If you were to visit Little Mountain on an in-class visit day, you could poke your head into one of the small, brightly-lit classrooms and witness something completely different.
At the primary levels, students make presentations about gratitude and designed cupcakes for their parents. The middle levels design and shared storm-chasing vehicles, gameshows, and wacky inventions. At the highest levels, students present slam poetry, literary responses, persuasive essays and narratives. Some students even record a live Little Mountain Radio Broadcast!
The in-class visits are not only a way to welcome the family community into the school, they are also a way for students to demonstrate their Design Cycle learning.

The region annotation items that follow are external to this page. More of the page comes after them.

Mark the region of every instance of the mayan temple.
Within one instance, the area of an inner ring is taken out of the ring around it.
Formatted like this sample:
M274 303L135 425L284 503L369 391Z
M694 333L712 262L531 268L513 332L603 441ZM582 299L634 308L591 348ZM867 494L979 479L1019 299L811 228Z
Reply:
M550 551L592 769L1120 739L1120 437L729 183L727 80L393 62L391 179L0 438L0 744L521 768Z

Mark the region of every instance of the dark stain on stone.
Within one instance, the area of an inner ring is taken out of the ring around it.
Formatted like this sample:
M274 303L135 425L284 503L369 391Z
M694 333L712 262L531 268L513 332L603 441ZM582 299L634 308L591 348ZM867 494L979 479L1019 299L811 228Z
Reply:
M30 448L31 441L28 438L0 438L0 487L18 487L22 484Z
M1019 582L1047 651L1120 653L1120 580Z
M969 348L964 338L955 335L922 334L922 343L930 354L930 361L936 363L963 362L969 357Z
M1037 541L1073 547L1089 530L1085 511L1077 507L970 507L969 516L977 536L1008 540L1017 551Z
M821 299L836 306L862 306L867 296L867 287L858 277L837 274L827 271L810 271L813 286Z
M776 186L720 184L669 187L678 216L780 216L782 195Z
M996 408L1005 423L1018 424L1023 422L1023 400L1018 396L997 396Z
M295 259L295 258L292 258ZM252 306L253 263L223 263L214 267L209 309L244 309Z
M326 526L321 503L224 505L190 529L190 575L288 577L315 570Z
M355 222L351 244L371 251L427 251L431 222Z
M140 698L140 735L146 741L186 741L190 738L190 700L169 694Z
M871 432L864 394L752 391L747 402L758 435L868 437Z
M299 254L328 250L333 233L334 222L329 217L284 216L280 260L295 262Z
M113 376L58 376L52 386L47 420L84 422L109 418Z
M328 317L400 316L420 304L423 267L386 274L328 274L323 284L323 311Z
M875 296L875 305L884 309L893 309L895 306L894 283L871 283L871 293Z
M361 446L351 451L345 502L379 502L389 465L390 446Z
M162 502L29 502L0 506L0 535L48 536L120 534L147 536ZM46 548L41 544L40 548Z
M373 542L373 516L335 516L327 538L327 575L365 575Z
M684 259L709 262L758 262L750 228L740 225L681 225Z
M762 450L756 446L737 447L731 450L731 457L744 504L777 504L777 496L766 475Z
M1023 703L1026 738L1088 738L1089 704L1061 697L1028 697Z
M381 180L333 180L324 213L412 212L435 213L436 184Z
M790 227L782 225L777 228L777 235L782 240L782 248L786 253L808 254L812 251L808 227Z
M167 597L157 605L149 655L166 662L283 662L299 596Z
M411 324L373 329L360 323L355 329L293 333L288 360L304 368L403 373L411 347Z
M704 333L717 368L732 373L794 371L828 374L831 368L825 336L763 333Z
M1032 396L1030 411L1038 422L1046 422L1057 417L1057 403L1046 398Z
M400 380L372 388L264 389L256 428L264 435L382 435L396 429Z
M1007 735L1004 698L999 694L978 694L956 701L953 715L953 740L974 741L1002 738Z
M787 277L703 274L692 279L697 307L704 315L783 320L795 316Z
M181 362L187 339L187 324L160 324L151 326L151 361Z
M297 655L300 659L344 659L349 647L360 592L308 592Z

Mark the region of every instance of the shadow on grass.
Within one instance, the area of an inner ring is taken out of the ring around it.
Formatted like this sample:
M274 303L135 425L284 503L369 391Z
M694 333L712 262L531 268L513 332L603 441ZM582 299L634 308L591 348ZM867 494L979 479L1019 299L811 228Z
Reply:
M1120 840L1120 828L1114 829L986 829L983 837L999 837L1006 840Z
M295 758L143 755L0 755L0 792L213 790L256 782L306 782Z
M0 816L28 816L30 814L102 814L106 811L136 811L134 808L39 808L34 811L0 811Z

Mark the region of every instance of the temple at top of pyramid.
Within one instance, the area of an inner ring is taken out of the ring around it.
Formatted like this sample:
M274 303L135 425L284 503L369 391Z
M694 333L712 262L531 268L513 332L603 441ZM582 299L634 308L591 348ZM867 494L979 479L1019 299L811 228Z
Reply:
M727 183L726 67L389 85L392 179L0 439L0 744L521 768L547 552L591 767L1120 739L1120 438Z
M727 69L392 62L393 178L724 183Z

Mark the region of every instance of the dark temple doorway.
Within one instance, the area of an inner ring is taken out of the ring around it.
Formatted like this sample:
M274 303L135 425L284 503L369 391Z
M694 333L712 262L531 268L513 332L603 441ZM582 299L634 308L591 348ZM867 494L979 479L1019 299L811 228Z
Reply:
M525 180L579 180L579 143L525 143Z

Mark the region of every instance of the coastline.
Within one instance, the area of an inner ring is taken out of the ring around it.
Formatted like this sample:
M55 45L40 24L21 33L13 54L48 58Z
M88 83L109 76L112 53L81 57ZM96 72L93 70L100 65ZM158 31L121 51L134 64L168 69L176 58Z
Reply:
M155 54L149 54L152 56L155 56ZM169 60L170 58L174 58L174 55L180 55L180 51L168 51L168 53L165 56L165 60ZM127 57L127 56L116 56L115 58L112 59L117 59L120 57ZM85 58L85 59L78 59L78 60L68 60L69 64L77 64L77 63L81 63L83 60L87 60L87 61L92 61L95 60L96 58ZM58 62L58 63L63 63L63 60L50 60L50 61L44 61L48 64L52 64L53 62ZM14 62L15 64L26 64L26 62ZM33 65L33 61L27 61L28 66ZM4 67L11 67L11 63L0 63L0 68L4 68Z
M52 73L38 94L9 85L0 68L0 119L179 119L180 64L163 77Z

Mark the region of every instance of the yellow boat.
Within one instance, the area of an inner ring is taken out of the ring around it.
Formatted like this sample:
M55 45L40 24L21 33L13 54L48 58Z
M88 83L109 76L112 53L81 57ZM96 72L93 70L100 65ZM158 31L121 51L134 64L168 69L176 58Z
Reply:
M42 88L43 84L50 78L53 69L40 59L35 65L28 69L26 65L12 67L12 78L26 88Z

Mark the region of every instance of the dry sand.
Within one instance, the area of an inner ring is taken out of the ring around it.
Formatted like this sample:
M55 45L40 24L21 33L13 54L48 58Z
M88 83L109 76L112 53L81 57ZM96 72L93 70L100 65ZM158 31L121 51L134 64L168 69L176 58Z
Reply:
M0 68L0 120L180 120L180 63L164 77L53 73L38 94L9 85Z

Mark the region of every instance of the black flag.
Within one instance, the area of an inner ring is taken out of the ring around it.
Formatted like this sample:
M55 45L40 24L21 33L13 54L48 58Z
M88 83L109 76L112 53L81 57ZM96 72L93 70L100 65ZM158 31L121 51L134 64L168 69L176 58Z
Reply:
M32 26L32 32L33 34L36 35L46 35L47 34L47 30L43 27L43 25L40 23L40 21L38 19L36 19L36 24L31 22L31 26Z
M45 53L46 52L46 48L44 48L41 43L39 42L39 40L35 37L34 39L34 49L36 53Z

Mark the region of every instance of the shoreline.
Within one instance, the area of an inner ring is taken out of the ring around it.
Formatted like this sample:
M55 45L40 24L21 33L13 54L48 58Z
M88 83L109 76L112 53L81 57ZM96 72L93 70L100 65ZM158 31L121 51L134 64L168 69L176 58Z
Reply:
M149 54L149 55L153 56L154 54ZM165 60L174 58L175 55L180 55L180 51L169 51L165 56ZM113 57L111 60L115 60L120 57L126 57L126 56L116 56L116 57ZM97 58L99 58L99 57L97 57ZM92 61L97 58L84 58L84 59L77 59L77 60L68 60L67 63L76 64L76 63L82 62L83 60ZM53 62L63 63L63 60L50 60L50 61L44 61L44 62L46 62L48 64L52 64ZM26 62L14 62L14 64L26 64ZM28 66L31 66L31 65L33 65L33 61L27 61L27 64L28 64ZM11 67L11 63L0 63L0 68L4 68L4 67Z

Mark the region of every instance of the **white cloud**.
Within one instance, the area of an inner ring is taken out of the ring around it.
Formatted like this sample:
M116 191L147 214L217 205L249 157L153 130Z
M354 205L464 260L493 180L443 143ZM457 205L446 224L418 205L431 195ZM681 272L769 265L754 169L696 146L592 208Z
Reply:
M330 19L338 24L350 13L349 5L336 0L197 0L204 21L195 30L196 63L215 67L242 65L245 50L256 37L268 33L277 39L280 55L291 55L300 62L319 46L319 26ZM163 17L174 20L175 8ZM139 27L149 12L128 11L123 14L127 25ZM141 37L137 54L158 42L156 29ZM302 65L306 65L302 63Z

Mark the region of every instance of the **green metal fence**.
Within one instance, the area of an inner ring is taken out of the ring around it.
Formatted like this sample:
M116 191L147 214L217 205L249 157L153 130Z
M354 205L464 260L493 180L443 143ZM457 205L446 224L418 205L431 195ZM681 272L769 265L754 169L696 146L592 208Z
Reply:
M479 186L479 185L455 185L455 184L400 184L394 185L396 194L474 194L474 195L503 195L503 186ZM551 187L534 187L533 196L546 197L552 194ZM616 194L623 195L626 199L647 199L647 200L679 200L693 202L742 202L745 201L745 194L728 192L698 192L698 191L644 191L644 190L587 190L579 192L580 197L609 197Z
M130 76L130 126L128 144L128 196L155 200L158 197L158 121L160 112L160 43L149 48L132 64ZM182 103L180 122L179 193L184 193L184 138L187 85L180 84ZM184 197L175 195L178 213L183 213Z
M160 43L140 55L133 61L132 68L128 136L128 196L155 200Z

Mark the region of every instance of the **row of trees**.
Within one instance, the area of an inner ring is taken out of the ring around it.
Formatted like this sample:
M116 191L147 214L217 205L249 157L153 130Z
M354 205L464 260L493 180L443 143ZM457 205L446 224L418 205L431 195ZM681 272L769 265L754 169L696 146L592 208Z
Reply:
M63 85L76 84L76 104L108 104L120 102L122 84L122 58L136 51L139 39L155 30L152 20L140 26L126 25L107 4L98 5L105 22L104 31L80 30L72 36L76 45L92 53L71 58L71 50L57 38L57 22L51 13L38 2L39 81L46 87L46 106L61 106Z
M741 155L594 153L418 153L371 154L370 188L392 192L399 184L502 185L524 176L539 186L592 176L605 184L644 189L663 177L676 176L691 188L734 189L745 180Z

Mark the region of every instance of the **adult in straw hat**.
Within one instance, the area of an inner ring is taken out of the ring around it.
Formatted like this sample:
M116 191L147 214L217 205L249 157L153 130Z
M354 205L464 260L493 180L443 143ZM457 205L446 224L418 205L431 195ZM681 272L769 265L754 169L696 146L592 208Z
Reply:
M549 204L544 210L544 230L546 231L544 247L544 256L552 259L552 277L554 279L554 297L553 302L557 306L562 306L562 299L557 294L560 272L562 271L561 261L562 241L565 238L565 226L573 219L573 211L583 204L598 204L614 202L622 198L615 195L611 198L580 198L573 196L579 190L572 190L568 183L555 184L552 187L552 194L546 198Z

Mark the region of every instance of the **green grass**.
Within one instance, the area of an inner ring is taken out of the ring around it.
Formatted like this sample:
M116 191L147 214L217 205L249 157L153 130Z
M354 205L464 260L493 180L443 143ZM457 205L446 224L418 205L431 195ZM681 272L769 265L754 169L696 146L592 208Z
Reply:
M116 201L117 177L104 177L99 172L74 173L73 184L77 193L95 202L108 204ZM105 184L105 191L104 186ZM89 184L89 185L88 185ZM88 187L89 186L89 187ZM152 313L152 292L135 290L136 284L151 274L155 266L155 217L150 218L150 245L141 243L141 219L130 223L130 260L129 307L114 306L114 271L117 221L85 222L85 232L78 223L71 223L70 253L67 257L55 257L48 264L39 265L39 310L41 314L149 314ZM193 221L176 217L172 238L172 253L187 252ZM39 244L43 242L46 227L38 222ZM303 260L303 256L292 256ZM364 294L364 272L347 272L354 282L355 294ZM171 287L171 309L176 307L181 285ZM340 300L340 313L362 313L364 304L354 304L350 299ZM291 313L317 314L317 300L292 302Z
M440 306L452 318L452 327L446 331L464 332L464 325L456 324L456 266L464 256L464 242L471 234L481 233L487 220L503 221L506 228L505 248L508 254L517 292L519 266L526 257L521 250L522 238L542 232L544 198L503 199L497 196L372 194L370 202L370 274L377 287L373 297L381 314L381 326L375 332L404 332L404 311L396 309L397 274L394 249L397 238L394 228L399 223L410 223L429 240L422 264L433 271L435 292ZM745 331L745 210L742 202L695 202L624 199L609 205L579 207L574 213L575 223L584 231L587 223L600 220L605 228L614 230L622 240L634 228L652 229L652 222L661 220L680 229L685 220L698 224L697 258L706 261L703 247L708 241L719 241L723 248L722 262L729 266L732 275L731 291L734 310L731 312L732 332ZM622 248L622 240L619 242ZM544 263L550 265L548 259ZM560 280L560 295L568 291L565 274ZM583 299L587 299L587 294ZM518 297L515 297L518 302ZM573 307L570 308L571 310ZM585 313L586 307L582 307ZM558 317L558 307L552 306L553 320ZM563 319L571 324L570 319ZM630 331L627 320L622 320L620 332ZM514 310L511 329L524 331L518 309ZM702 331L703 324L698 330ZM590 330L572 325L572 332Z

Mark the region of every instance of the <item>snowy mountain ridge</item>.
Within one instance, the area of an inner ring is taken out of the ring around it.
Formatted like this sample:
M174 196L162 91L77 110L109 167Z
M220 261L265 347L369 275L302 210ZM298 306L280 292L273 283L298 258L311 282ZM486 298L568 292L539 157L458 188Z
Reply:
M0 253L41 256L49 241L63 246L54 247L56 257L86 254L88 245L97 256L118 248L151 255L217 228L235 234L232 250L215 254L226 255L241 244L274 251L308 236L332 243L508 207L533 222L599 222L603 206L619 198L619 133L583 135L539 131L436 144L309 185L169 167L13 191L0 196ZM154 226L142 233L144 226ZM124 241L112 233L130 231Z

Although Little Mountain is not an International Baccalaureate school, anyone who is familiar with the Design Cycle way of working will see the similarities. The Design Cycle way of working facilitates a process-oriented method of working: it helps students to understand the process is the primary work, and the product is secondary. Students become innovators by investigating a problem, presenting a hypothesis, and then planning, creating, and evaluating their choice and application of techniques. Through this, students have trained their intellectual muscles to solve real-world challenges.
Einstein said, “It is important to never stop questioning,” and so at Little Mountain, questions form the basis of all project work, including the work which is demonstrated during an in-class visit. Guiding questions propel the students forward into the act of inquiry, and so the scholastic work begins to take shape, driven by a desire to find the answer, and guided by the teacher who realizes that an easy answer is no answer at all. Guiding questions are open-ended questions that facilitate self-directed student discovery. Rather than students answering simple multiple choice-like questions, students are called to move beyond mere recall of information and to synthesize and evaluate learned concepts. The product which emerges through the process of guiding questions is what parents get to witness at an in-class visit.
Learning how to ask questions, to identify problems, to collect research, and to offer viable solutions gives students the opportunity to hone critical thinking and real-world skills that are above and beyond mere recall of information. Students become inquirers, innovators, and creators, and ultimately– architects of their futures.
Little Mountain Learning Academy would like to thank the families for sharing in the process, and for being a great source of inspiration.